だから、あきらめないでほしい。どうか、自分の人生をあきらめないでほしい。
自分自身のためにも、そしてあなたが守りたい誰かのためにも。


Love & Peace,
Never be a Hopeless



YWCAにお世話になったときのことを書き始めたのが去年の5月くらいのことでした。
それから半年以上かかってようやくお話が終わったのですが。

まあ、その間ブログさぼったり、他の事書いたりと、なんじゃかんじゃやっていたのでね、時間がたっぷりかかりましたがな。


このお話の後日談ですが。


結局元亭主、D氏は面会の手続きを全くせず、半年後のフォローアップのヒアリングの日にも現れませんでした。
もちろんこうなることは予想していたけれども、いったい何のための親権請求の訴えだったんでしょうね。

確かにDにとって厳しい判決だったと思いますが、その内容に同意した以上、本当に父親として息子の人生に関与したいのだったら、大変でも面会に来るのが筋だと思います。あの判決の日、素直に推薦状の内容に同意したから、少しは考え方が変わったのか、と思ったんですが、どうやらそれは大きな間違いだったようで。

その半年間の間に、ワタシはチャイルドサポート(養育費)請求の訴えを起こしましたが、Dはトンズラこいたらしく、住んでた家からも身を隠し、どこにいるか全くわからない状態です。

ま、いいけどね。

てなわけで、Neverbとうちのかわいい息子は裁判の前もあとも、な~んにも変わらない生活を送っております。

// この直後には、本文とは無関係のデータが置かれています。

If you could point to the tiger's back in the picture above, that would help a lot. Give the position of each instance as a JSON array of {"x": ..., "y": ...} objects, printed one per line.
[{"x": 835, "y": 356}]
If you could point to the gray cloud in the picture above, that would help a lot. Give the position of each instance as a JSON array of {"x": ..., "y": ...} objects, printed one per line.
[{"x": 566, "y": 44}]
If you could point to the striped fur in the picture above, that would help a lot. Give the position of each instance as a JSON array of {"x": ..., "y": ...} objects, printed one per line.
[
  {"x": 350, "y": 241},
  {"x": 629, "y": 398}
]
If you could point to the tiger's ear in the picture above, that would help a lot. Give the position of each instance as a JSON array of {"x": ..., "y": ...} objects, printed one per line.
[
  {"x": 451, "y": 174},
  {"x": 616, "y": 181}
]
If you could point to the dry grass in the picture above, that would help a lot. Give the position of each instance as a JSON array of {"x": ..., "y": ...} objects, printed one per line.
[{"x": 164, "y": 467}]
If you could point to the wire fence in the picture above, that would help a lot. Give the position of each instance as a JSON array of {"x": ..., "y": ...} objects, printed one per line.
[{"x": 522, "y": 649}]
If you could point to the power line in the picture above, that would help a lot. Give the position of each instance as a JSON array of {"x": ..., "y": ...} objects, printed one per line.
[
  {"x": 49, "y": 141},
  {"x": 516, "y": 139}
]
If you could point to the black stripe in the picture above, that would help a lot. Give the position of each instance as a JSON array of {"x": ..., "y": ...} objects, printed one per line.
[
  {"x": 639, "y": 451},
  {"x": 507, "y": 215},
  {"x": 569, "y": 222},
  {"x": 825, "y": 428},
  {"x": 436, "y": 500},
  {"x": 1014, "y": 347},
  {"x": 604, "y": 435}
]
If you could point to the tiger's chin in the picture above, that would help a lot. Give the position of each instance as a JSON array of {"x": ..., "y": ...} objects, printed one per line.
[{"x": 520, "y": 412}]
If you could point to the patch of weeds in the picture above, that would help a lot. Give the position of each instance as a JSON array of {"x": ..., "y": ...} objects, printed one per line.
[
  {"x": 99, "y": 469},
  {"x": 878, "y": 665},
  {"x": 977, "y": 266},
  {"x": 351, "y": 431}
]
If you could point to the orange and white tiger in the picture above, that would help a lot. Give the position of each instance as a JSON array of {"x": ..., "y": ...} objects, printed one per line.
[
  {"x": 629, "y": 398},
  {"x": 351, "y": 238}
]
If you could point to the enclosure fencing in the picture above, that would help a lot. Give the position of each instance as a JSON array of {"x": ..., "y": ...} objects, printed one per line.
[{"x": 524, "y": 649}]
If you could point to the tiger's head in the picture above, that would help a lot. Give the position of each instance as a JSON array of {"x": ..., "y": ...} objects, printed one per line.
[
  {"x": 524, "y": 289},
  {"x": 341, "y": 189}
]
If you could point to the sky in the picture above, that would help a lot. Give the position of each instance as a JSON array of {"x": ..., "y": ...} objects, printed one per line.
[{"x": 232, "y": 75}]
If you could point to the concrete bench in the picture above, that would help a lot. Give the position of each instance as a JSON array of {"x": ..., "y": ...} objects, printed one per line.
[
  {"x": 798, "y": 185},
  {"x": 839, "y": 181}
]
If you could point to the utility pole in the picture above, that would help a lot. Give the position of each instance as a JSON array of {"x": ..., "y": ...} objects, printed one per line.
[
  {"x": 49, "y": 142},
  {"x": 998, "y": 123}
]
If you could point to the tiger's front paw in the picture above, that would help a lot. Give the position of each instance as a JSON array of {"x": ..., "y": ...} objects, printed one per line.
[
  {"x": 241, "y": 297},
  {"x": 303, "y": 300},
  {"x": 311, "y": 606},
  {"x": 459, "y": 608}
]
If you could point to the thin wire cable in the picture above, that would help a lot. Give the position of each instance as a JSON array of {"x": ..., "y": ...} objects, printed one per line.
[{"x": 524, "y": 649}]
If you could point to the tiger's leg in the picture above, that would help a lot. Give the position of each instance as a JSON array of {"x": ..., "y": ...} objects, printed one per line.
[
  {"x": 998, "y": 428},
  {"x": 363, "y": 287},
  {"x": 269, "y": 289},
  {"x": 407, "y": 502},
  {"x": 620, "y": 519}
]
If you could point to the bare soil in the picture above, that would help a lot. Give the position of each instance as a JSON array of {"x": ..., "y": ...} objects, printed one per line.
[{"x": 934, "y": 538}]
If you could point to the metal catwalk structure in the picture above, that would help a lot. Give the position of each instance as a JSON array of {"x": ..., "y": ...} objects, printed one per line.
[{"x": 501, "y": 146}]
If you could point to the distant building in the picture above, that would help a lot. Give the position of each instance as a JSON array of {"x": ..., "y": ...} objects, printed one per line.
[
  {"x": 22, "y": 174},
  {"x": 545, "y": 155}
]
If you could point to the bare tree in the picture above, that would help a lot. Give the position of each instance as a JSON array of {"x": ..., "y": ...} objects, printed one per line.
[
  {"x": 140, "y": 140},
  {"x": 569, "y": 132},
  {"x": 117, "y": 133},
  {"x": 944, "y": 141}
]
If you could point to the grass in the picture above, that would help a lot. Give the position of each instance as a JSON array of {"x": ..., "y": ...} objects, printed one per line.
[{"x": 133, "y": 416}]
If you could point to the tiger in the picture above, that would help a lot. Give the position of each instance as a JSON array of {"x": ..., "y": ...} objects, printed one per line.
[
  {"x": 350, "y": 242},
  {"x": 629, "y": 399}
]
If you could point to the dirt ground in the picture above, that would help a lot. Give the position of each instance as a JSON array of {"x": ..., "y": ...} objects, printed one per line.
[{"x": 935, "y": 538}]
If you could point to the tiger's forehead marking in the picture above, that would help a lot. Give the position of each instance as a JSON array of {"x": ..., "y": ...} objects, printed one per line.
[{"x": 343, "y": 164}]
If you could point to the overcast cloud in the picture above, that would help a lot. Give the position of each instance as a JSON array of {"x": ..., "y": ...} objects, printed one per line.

以前も書いたのですが、YWCAのケリーは、ワタシのケースが終了してからしばらくたった後、YWCAを去りました。今彼女がどこにいるかはわかりませんが、昔話してくれたように、HIV/AIDS患者たちの法的擁護関係の仕事について、また困っている人たちを助けているんだろうな、と思います。
彼女にはいつかまた、どこかでぜひお会いしたいと願っています。


過去を振り返る作業とは、時にはヘビーで、辛くなったりもしましたが、自分の中で整理をつけ、前に進んでいく上で必要なことだったように思います。

一応、このYWCAのお話でワタシの経験したドメスティックバイオレンスがらみの記事は終わりです。これからもDVに関することは時々書いていきたいと思いますが、ワタシの経験談はこれで終了。この経験談が、いつかどこかで、少しでも誰かの役に立ってくれるといいなあ、と心から願っています。